La final del Mundial 2026 dejó resultados deportivos, pero también una imagen que recorrió el mundo: Leandro Paredes, volante de la selección Argentina y de Boca Juniors, intentando golpear a Gavi, del FC Barcelona, tras el pitazo final. España se consagró campeona del mundo, y el incidente protagonizado por el argentino desató una polémica que se extendió más allá del campo de juego.
Las imágenes, reproducidas ampliamente en video y fotografía, mostraron a Paredes abalanzándose sobre el español en medio de la celebración. Gavi cayó al suelo y el episodio generó un debate inmediato sobre las consecuencias disciplinarias que debería enfrentar el jugador albiceleste.
Sin embargo, quien más sorprendió fue el propio agredido. Unos días después de la final, Gavi rompió el silencio y tomó una postura que nadie esperaba: no quiso señalar a Paredes ni exigir sanciones.
“¿Deberían sancionar a los jugadores argentinos? No creo que deban ser suspendidos”, afirmó el español ante el cuestionamiento de un periodista. Y fue más allá: “Entiendo que no sea buena imagen para los niños, pero hay esa parte de fútbol un poco más violenta. Todo es fútbol y tiene que ser así siempre”.
Una respuesta que llamó poderosamente la atención, dado que el propio Gavi fue el afectado directo de la acción. Su disposición a minimizar el episodio contrastó con la indignación generalizada que generaron las imágenes en la opinión pública futbolística.
El volante argentino también habló después de la final, pero a través de su cuenta de Instagram. En ningún momento hizo referencia al incidente con Gavi. Su mensaje se concentró en la derrota ante España y en el orgullo de haber representado a su país.
“Hoy toca escribir con mucho dolor en el alma por no haber podido darles esa alegría que tanto se merece nuestro país, pero con el pecho lleno de orgullo por dar todo lo que teníamos y dejar nuestra bandera otra vez en lo más alto”, escribió. Cerró su publicación con una frase contundente: “¡Fue un orgullo ser parte de la mejor selección argentina de la historia!”. Sin una sola palabra sobre la agresión a Gavi.

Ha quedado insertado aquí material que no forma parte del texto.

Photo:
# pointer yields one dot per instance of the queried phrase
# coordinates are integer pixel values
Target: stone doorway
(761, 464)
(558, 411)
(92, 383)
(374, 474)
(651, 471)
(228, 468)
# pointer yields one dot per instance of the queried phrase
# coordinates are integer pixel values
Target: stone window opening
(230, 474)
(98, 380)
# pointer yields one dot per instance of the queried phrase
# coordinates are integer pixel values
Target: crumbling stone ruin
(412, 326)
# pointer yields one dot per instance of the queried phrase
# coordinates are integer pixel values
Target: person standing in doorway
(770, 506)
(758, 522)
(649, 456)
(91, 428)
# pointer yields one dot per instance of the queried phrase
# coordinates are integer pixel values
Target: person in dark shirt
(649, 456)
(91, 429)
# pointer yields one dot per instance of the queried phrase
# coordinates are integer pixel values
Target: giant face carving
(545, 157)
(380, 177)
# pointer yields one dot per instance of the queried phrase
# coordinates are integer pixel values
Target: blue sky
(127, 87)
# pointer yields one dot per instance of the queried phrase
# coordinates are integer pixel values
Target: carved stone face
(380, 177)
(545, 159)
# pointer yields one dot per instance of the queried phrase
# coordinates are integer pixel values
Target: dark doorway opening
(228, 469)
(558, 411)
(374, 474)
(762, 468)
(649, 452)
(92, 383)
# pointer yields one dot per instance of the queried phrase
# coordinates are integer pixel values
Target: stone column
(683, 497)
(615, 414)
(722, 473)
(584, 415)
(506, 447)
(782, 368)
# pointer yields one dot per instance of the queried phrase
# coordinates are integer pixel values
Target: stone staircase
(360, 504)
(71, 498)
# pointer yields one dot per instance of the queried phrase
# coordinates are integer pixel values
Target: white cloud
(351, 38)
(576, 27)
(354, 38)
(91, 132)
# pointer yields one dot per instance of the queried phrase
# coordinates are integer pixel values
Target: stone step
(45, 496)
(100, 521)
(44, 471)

FIFA, con la lupa puesta en Argentina
El incidente no involucró únicamente a Paredes. Nahuel Molina, lateral argentino, también protagonizó un momento violento: cuando Rodri, del Manchester City, corrió a celebrar el título con sus compañeros españoles, Molina le propinó un puñetazo en el pecho, obligando al inglés a regresar a protestarle.
Adicionalmente, la selección argentina quedó expuesta por otra razón: tras clasificarse a la final ante Inglaterra, varios jugadores mostraron una bandera con el mensaje “las Malvinas son argentinas”, lo que generó una nueva controversia diplomática y deportiva.
La FIFA estudia posibles sanciones amparadas en su Código Disciplinario, cuya normativa establece que conductas violentas —que incluyan agresiones, codazos, puñetazos, patadas, mordiscos o escupitajos— deben ser castigadas con “al menos tres partidos o un periodo de tiempo adecuado”. La resolución del máximo organismo del fútbol mundial podría conocerse en los próximos días.
*Este artículo fue creado con ayuda de una inteligencia artificial que utiliza machine learning para producir texto similar al humano, y curado por un periodista especializado de El País.